Frequently Asked Questions

When should I refer a child for a speech evaluation?

Red flags: not babbling by 12 months, fewer than 10 words by 18 months, not using 2-word phrases by 2 years, losing language skills (regression), unintelligible (can't understand), not understanding simple directions, delayed milestones overall. Early identification and therapy prevent bigger problems—don't wait and see.

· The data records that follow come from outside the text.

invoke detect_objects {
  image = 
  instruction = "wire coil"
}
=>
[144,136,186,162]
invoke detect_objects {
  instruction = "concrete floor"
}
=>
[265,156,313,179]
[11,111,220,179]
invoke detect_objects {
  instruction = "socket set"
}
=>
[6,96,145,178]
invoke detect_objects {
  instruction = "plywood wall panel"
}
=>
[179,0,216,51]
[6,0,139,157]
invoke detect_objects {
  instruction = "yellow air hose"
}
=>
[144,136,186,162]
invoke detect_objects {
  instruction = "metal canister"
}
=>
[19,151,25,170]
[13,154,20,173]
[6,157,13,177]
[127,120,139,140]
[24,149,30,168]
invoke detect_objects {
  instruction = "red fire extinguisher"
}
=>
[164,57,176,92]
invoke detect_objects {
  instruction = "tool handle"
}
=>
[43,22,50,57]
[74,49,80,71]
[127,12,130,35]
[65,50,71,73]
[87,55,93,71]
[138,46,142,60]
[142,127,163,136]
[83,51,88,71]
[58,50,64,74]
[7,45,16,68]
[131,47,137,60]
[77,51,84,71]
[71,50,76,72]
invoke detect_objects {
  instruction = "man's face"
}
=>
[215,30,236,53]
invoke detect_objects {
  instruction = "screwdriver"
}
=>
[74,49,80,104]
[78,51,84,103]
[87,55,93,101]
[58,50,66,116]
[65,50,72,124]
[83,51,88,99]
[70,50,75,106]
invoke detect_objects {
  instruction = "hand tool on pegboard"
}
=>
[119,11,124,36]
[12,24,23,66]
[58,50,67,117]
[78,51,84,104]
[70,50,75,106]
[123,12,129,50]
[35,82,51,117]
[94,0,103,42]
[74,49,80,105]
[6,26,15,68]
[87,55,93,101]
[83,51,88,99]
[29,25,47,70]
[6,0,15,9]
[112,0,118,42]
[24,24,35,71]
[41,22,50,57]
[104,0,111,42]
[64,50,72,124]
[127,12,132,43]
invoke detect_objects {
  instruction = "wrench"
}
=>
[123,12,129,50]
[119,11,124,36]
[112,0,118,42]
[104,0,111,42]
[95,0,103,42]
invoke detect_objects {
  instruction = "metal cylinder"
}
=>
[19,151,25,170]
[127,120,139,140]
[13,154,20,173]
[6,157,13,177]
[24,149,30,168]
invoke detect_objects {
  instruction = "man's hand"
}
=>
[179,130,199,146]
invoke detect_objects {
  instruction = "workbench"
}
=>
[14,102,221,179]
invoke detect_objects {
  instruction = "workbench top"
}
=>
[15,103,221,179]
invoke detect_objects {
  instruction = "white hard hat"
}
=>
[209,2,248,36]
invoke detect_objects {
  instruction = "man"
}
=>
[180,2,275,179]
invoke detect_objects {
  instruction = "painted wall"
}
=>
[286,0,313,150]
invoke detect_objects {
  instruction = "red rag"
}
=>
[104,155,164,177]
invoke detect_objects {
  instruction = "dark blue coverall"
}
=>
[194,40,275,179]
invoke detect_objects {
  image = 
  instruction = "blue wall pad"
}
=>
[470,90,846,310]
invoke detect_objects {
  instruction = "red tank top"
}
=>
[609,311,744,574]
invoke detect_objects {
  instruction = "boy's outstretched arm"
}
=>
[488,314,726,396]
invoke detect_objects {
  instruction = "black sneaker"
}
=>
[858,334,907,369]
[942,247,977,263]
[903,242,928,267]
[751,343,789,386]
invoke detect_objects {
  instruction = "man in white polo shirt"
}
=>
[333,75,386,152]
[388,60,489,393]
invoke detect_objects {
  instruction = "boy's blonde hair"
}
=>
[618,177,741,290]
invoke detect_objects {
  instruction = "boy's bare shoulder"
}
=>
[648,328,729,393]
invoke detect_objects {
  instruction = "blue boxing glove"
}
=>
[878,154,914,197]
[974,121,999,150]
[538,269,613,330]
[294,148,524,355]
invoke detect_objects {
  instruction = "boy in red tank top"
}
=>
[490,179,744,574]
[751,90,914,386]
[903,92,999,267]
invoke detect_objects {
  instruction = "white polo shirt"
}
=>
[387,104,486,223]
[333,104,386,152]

How long does speech therapy typically take?

Depends on severity, age, and parent involvement. Mild delays: 3-6 months with weekly therapy. Moderate: 6-12 months. Severe (autism, cerebral palsy): ongoing for years. Progress is individual. Parent coaching and home practice accelerate outcomes—therapy once a week isn't enough without home support.

What's the difference between articulation and phonological disorders?

Articulation: motor difficulty producing a specific sound (e.g., can't make /r/ correctly). Phonology: pattern of sound errors (e.g., omits all ending consonants, substitutes /t/ for all velar sounds like /k/). Both affect intelligibility but treatment differs—articulation therapy is more mechanical (teaching sound production), phonology focuses on patterns.

What should I do if I suspect a child is aspirating?

NPO immediately until evaluated. Don't feed by mouth. Refer for modified barium swallow study (fluoroscopy to visualize aspiration). Once you're sure they're not aspirating and swallowing is safe, gradually advance diet. Aspiration pneumonia is serious—prevention is critical.